Хозяин не задал ни вопроса, откуда она пришла и где научилась – когда подсказывала местные названия трав или их сочетания. Он ни разу не оборвал ее на слове совета, если она осмеливалась, хотя и выслушивал с усмешкой на губах. Казалось, она забавляла его – не как женщина, но как курьезное проявление воли Творца, спущенное на землю в женском обличье. И ни разу не посягнул на то самое обличье, ибо жил монахом – и в плане распорядка дня, и в смысле отсутствия в доме женской руки. Это показалось бы Джен странным, если бы не вызывало такого чувства облегчения и благодарности в ней самой. Будь в доме хозяйка, ей не задержаться бы здесь и пяти минут – с ее-то сомнительной репутацией и бастардом; будь хозяин в этом плане похож на нормальных мужчин, ей… не задержаться бы здесь вообще. А так – что могло быть лучше? Безвестность, тьма, тишина, травы, свет масляной лампы на столе в ее каморке, сын, спящий на сундуке в углу комнатки, наконец-то растущий возле нее, не на руках кормилиц… Тишина, тьма, безвестность, и только одно, что не могла она исцелить в себе самой вот уже два года, ибо тот случай открыл в душе не только мрак смерти, но подлинный мрак ада.

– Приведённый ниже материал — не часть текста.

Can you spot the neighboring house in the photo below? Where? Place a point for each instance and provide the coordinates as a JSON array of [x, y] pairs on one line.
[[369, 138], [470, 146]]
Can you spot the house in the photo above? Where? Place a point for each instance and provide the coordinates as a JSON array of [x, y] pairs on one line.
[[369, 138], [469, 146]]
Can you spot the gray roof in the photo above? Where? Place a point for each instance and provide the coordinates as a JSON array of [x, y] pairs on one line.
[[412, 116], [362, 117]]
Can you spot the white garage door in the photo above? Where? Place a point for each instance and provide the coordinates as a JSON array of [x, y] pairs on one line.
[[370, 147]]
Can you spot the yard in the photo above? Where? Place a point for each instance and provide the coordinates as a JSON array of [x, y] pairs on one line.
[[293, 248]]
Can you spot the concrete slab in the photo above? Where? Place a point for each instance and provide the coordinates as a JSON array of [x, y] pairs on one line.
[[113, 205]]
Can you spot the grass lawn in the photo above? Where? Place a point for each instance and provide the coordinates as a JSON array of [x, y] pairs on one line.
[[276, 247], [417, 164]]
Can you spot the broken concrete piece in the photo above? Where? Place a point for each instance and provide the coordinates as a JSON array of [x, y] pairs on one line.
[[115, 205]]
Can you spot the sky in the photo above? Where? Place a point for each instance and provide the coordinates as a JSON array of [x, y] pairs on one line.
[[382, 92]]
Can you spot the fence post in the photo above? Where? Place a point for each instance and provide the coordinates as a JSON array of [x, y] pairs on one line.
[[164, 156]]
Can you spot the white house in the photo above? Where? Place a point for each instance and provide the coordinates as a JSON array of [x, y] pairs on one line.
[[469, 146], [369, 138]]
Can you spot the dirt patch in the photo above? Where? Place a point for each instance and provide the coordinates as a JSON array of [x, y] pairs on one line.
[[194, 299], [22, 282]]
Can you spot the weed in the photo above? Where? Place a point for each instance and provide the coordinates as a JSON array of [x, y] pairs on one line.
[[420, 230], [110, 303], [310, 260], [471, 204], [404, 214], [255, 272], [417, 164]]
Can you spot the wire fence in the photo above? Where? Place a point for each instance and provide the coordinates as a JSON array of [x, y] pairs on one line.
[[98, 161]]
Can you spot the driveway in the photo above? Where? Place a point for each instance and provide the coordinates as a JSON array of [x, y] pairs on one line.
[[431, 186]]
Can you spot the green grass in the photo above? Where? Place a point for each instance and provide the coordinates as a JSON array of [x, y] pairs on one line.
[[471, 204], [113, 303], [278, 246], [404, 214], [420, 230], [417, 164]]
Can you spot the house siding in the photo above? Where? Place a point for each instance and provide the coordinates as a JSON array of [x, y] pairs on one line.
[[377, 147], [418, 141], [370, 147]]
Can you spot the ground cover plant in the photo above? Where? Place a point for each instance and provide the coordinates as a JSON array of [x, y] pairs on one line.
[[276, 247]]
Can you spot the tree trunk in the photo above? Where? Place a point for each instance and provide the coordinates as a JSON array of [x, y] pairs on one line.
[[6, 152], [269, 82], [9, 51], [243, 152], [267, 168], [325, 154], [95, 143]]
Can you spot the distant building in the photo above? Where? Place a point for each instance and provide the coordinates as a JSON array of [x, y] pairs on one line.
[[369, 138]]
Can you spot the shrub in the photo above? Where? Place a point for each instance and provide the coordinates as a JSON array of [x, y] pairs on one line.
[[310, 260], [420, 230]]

Обычно Дженет Дуглас спасалась работой до упада или молитвой до бесчувствия, когда душа ее почти отлетала в небеса. Но иногда какое-то происшествие, незначительное само по себе, вдруг оказывало на нее действие почти фатальное. Наверное, дело в том, что человек, привезший умирающую женщину, показался ей чем-то знаком, она могла его где-то видеть. Но где? Оставив мэтра Ренье с умирающей, Джен спустилась к себе, захватив нож, ступку, пестик и мешочек с травой – стебли болиголова… их надо было очистить перед тем, как растереть. Но дело не задалось, возможно, и от усталости, хотя она справилась почти с половиной пучка. Разрезала ладонь и не заметила, мыслями улетев туда, куда всегда отбрасывала ее собственная кровь, собственное увечье. Она проваливалась в эту сцену снова и снова, всякий раз, стоило лишь ей задуматься о себе самой, не о рутине сиюминутного, не о сыне, не о вечной необходимости скрываться. Средь бела дня было еще терпимо, хуже, когда глухая полночь возвращала ей прошлое – два года назад минувшую ночь с Белокурым.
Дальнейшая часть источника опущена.